2 août, Après la frontière russe
Peu après Vladikavkaz, au bout de l’Ossétie du Nord, une patte-d’oie nous oblige à couper le moteur. À droite, une autoroute en direction de la mer Caspienne, en passant par la dangereuse Tchétchénie. Devant nous, l’énigmatique Ingouchie. À gauche, un dernier gros morceau du Caucase, une rangée de molaires plombées que domine le mont Elbrouz de plusieurs têtes. Au sommet du point culminant de l’Europe, il paraît que Prométhée se fait salement bouffer le foie par un aigle – éternel supplice infligé par Zeus en personne. Quand même, on se demande pourquoi les Grecs ont choisi de situer ce mythe aussi loin de leur terre d’origine. Qu’a donc fait Prométhée pour qu’on veuille le bannir au bord du monde antique, aussi haut, là où même les barbares n’osent aller ?

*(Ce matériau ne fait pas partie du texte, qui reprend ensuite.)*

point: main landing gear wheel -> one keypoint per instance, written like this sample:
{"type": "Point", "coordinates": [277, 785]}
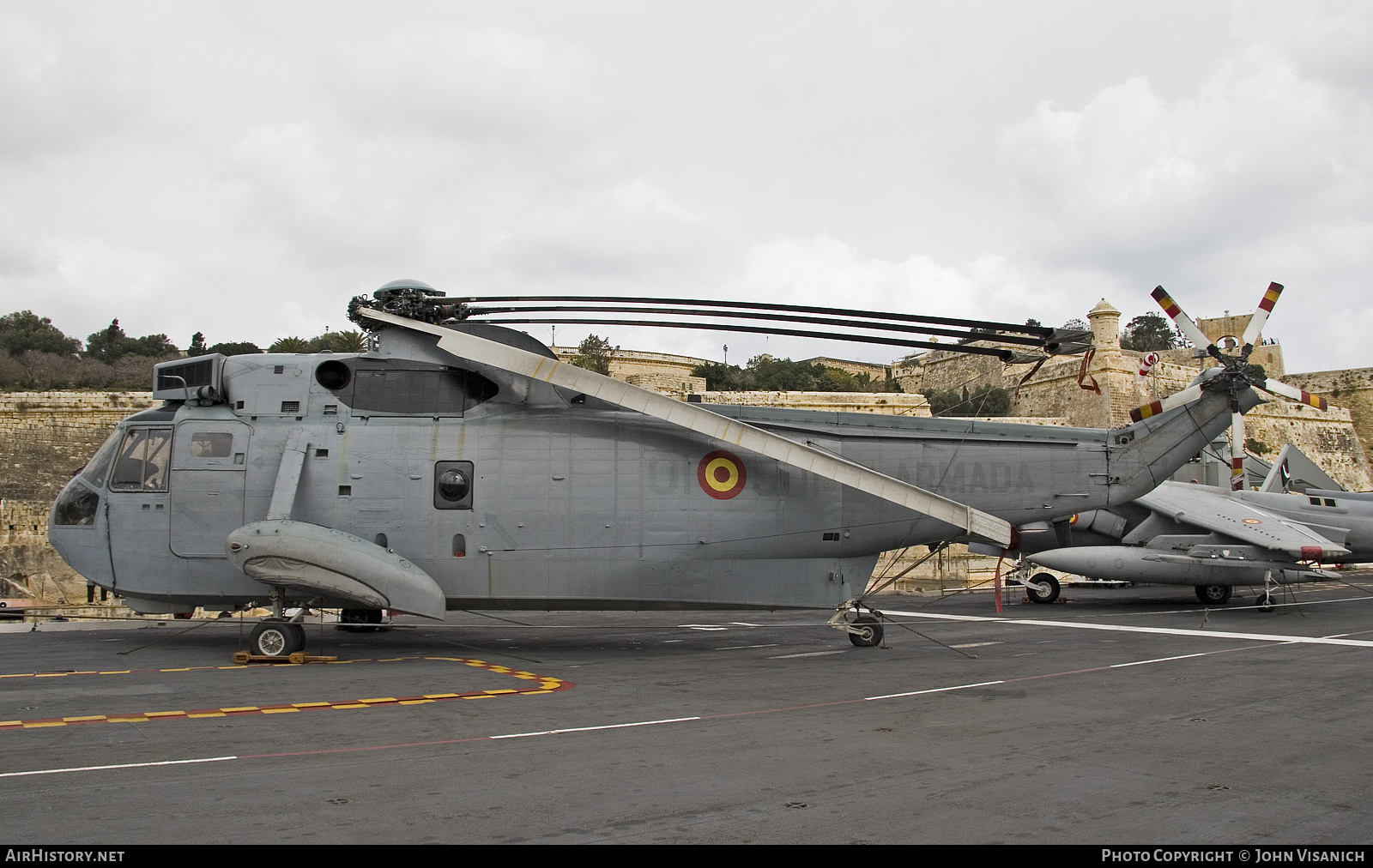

Relisons son jugement : le captif est condamné à perpétuité pour avoir dérobé le feu sacré de l’Olympe et pour l’avoir ensuite offert aux humains. Prométhée nous aurait donc indûment transmis le feu sacré, la flamme incarnant la divine ingéniosité, la maîtrise de la technique, en un mot le désir du progrès. De là viendrait notre envie folle de croître indéfiniment, d’exploiter les ressources inconsidérément. Son mythe annonce tous les maux de la terre, et c’est ce que Zeus a dû se dire avant de punir ce malfrat que nous imaginons toujours enchaîné là-haut, pourrissant seul sur son rocher, les tripes à l’air entre les griffes du roi des dieux…
Retour à la réalité nous faisant prosaïquement face : une patte d’oie. Le mont Elbrouz n’a plus nos faveurs. Entre l’Ingouchie et la Tchétchénie, nos cœurs ne balancent qu’une seconde, après quoi nous filons vers le nord. Mal nous en aura pris, d’ailleurs, puisqu’un énième barrage militaire nous forcera vers Mozdok à rebrousser chemin pour ensuite obliquer vers l’ouest, à l’heure du couchant, vers le feu prométhéen. Malédiction qui se traduira par de longues heures passées sur la route.